Tongyi DeepResearch Technical Report

Bo Zhang; Chenxi Wang; Dingchu Zhang; Donglei Yu; Fei Huang; Gang Fu; Guangyu Li; Guoxin Chen; Hailong Yin; Haiyang Shen

arxiv: 2510.24701 · v3 · pith:W6AUY5MMnew · submitted 2025-10-28 · 💻 cs.CL · cs.AI· cs.IR· cs.LG· cs.MA

Tongyi DeepResearch Technical Report

Tongyi DeepResearch Team: Baixuan Li , Bo Zhang , Dingchu Zhang , Fei Huang , Guangyu Li , Guoxin Chen , Huifeng Yin , Jialong Wu

show 48 more authors

Jingren Zhou Kuan Li Liangcai Su Litu Ou Liwen Zhang Pengjun Xie Rui Ye Wenbiao Yin Xinmiao Yu Xinyu Wang Xixi Wu Xuanzhong Chen Yida Zhao Zhen Zhang Zhengwei Tao Zhongwang Zhang Zile Qiao Chenxi Wang Donglei Yu Gang Fu Haiyang Shen Jiayin Yang Jun Lin Junkai Zhang Kui Zeng Li Yang Hailong Yin Maojia Song Ming Yan Minpeng Liao Peng Xia Qian Xiao Rui Min Ruixue Ding Runnan Fang Shaowei Chen Shen Huang Shihang Wang Shihao Cai Weizhou Shen Xiaobin Wang Xin Guan Xinyu Geng Yingcheng Shi Yuning Wu Zhuo Chen Zijian Li Yong Jiang

This is my paper

Pith reviewed 2026-05-21 19:18 UTC · model grok-4.3

classification 💻 cs.CL cs.AIcs.IRcs.LGcs.MA

keywords agentic large language modeldeep researchautomatic data synthesisinformation seekinglong-horizon tasksMoE modelbenchmark performanceend-to-end training

0 comments

The pith

A 30.5 billion parameter agentic model activates only 3.3 billion parameters per token to reach state-of-the-art results on long-horizon deep research benchmarks.

A machine-rendered reading of the paper's core claim, the machinery that carries it, and where it could break.
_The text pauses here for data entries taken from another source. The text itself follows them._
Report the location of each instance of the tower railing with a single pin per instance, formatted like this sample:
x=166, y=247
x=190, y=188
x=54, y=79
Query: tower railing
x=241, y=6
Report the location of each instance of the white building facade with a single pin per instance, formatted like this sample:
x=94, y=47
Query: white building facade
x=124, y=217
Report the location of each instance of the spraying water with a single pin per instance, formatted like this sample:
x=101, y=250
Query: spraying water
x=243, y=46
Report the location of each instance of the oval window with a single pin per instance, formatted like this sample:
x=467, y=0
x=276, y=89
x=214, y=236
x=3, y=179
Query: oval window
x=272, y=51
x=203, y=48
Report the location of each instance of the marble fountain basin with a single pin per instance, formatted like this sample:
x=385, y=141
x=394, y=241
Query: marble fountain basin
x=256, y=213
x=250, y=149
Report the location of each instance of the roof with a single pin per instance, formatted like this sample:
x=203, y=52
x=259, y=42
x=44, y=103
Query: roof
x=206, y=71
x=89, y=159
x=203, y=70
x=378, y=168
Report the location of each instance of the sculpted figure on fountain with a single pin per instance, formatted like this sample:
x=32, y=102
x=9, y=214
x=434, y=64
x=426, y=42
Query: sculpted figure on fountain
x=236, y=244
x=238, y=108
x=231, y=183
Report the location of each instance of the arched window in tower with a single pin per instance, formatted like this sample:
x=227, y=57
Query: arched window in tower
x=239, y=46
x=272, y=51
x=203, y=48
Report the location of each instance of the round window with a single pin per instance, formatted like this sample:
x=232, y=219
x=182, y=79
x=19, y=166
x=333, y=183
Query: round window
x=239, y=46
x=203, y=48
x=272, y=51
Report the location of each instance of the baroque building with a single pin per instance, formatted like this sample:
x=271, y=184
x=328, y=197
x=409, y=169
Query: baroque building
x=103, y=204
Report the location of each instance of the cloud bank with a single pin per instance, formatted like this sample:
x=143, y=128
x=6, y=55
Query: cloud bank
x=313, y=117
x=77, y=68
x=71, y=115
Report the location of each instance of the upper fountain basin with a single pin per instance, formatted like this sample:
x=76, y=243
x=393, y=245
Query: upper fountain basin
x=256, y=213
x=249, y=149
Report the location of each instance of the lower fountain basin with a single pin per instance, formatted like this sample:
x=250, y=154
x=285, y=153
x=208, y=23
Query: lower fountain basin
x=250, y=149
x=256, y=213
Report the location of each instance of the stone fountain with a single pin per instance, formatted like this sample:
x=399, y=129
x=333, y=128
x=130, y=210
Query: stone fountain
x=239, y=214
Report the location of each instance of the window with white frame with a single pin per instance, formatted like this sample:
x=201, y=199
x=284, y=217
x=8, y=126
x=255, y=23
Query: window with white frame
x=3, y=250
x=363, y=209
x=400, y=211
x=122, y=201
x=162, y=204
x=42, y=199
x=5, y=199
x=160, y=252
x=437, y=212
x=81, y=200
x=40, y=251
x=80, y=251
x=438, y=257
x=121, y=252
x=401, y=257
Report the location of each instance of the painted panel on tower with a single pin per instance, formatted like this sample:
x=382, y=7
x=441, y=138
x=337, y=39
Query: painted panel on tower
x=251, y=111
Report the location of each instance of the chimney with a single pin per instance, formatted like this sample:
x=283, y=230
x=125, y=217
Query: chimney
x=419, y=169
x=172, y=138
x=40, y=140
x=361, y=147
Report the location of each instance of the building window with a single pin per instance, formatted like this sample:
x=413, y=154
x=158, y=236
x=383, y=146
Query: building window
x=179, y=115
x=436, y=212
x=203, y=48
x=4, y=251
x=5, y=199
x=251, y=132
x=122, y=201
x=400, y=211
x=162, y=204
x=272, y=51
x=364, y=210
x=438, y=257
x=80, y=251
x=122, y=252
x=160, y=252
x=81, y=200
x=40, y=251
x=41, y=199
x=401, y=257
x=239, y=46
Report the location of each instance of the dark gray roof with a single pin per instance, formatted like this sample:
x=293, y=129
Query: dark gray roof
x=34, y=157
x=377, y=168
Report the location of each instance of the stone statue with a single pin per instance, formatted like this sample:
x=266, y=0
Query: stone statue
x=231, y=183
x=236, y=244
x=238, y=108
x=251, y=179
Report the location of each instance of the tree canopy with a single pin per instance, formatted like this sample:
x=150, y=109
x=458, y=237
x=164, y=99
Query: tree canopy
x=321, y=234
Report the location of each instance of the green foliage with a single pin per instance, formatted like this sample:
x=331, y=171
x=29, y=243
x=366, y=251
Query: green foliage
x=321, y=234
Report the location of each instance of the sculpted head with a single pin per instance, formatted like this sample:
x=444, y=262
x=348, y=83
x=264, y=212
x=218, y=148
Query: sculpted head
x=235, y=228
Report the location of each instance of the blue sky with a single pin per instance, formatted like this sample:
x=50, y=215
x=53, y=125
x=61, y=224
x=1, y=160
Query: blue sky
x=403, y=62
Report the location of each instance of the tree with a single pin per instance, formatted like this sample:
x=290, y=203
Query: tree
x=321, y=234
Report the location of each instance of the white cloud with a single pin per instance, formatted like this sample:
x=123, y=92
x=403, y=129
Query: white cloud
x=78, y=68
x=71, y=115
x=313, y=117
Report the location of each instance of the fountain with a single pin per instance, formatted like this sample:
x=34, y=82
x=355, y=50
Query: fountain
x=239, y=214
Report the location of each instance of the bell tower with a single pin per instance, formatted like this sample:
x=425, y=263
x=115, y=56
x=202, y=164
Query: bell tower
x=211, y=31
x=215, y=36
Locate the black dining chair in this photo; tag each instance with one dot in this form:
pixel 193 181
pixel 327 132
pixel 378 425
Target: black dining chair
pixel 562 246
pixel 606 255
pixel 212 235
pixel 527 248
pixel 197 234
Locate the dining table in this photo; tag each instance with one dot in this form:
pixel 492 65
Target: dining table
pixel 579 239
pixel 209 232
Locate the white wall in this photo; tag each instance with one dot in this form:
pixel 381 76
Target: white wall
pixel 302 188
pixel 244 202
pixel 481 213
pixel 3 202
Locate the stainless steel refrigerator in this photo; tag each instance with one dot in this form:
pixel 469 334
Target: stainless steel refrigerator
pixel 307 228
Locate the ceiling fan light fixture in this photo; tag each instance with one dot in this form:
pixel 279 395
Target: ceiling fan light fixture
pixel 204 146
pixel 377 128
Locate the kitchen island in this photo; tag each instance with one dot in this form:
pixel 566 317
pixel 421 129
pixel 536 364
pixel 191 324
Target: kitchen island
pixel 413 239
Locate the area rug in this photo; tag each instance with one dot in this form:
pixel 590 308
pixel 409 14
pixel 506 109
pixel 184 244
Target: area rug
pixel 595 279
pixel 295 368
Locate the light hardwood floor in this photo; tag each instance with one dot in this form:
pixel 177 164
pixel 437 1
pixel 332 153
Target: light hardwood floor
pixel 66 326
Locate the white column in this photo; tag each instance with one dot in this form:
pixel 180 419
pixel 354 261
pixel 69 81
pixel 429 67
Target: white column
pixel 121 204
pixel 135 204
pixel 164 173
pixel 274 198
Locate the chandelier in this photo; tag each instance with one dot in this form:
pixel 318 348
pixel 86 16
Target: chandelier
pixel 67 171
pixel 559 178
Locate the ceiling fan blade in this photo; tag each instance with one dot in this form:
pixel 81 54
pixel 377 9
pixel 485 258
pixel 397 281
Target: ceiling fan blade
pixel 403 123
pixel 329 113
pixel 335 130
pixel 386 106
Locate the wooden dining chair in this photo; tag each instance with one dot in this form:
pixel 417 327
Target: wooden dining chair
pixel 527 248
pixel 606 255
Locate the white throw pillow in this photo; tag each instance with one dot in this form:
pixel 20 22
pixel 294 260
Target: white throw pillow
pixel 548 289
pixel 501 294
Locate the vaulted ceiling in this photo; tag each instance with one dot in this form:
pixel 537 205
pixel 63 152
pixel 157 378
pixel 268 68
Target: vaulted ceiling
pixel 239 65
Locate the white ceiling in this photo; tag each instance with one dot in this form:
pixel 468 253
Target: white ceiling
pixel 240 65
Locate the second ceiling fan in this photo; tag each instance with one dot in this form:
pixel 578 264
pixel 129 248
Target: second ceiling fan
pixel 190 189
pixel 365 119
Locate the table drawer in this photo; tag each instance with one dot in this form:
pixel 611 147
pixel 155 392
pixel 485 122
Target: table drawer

The paper introduces Tongyi DeepResearch as an agentic large language model built for long-horizon deep information-seeking research tasks. It develops the model through an end-to-end training framework that combines agentic mid-training and agentic post-training. A fully automatic data synthesis pipeline supplies all training data without human annotation, and customized environments maintain stable interactions at every stage. This approach yields superior performance on multiple agentic benchmarks including Humanity's Last Exam, BrowseComp, BrowseComp-ZH, WebWalkerQA, xbench-DeepSearch, FRAMES, and xbench-DeepSearch-2510. The model is released with its framework and solutions to support further community development.

Core claim

Tongyi DeepResearch is an agentic large language model specifically designed for long-horizon, deep information-seeking research tasks. It is developed through an end-to-end training framework that combines agentic mid-training and agentic post-training, enabled by a highly scalable fully automatic data synthesis pipeline that requires no human annotation. Customized environments for each training stage support stable and consistent interactions. Featuring 30.5 billion total parameters with only 3.3 billion activated per token, the model achieves state-of-the-art performance across agentic deep research benchmarks such as Humanity's Last Exam, BrowseComp, BrowseComp-ZH, WebWalkerQA, xbench-

What carries the argument

The end-to-end training framework of agentic mid-training and agentic post-training, powered by a fully automatic scalable data synthesis pipeline and stage-specific customized environments.

If this is right

The framework enables scalable reasoning and information seeking across complex long-horizon tasks.
Stable interactions occur throughout all training stages due to the customized environments.
Superior results are obtained on a range of agentic deep research benchmarks without human-annotated data.
The open-sourced model, framework, and complete solutions allow direct community extension and application.
Sparse activation of 3.3 billion parameters per token supports efficient operation on demanding research tasks.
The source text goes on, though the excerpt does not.